Private Collection, Auckland

Private Collection, Christchurch, acquired directly from the artist, 1959

Colin McCahon online catalogue cm001102

Exhibited:

An Exhibition of paintings by Colin McCahon October, 1959 Gallery 91, Christchurch,

Illustrated:

p. 59 Colin McCahon The Titirangi Years, 1953-1959, Peter Simpson, Auckland University Press 2007

A Landscape (1959) belongs to a distinct group of McCahon paintings dating from December 1958 and January 1959. About a dozen such works were shown as part of Recent Paintings at Gallery 91 in Christchurch, October 1959. The best-known of the group is Cross (Auckland Art Gallery) dated 8.1.59, one day prior to A Landscape, dated 9.1. 59.

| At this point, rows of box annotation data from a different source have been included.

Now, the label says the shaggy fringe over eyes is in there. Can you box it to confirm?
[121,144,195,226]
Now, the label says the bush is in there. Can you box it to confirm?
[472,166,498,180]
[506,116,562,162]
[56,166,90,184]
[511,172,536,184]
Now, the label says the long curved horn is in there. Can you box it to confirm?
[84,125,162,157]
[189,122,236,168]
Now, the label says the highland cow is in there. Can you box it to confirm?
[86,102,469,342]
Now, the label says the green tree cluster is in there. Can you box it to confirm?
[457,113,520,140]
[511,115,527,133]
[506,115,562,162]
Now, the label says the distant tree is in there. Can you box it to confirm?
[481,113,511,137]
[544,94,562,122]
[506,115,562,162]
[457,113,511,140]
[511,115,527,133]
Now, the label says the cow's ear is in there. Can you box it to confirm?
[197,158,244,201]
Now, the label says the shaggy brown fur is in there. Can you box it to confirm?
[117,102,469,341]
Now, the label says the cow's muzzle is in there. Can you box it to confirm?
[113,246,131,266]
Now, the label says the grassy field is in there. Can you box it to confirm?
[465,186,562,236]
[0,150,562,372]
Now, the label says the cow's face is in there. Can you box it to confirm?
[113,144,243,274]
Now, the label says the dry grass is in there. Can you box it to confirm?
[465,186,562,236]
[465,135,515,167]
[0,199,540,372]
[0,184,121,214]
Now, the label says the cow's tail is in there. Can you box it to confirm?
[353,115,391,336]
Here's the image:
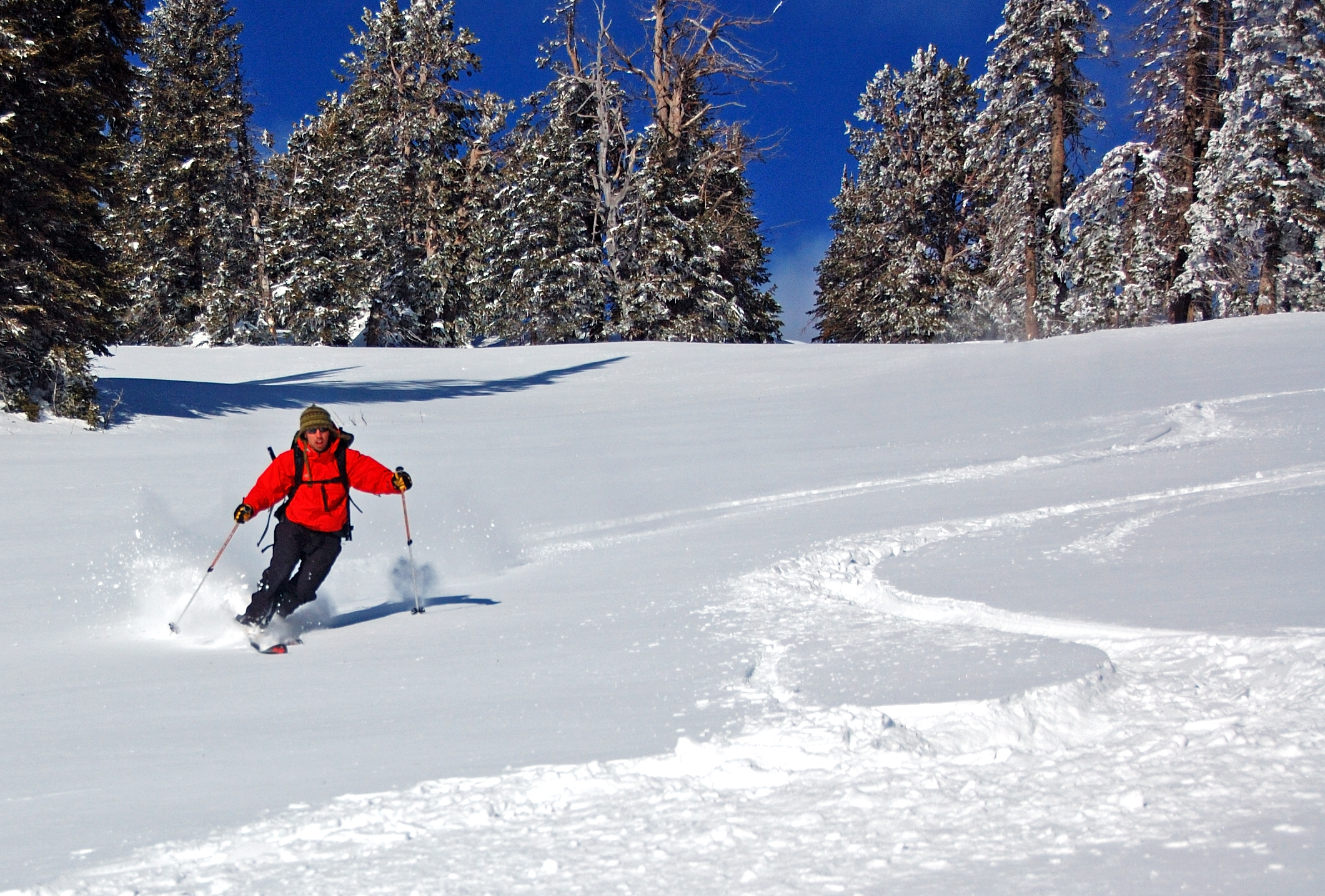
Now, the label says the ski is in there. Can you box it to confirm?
[249,637,304,654]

All these works were painted during a remarkable spurt of creative energy which followed McCahon's career-changing, four-month visit to the USA in 1958. Among those whose work stood out, as reported in letters home, were old masters from El Greco to Mondrian, and the new school of abstract expressionists whose work was then just entering American museums such as Pollock, Rothko and Diebenkorn. Once assimilated, this experience radically changed McCahon's practice, affecting its scale (much larger), materials (unstretched canvas, hardboard, commercial house paints), and method of applying paint (less meticulous, more gestural).

The group to which A Landscape belongs was painted in solpah - an enamel roof paint- on hardboard. Most hover ambiguously between abstraction and realism, and were restricted in colour. John Caselberg wrote to Charles Brasch (March 1959): 'These paintings are stark, like all his work; but they are so delicately painted. Mostly black & white; but with many variations on this, & many traces of delicate colour. His artistic vision is so fierce & sharp: so unlike anything else in N.Z….'

A Landscape is tall and slender with stacked horizontal bands of light and dark which may represent landscape features. The most striking feature is a dark curved column dividing the top-most rectangle. Its exact significance is uncertain but, read as landscape, it could be a water-spout, rising from a dark ocean. Whatever precisely it signifies it adds a dynamic vertical element to the banded horizontals of this sombre and majestic painting from McCahon's annus mirabilis.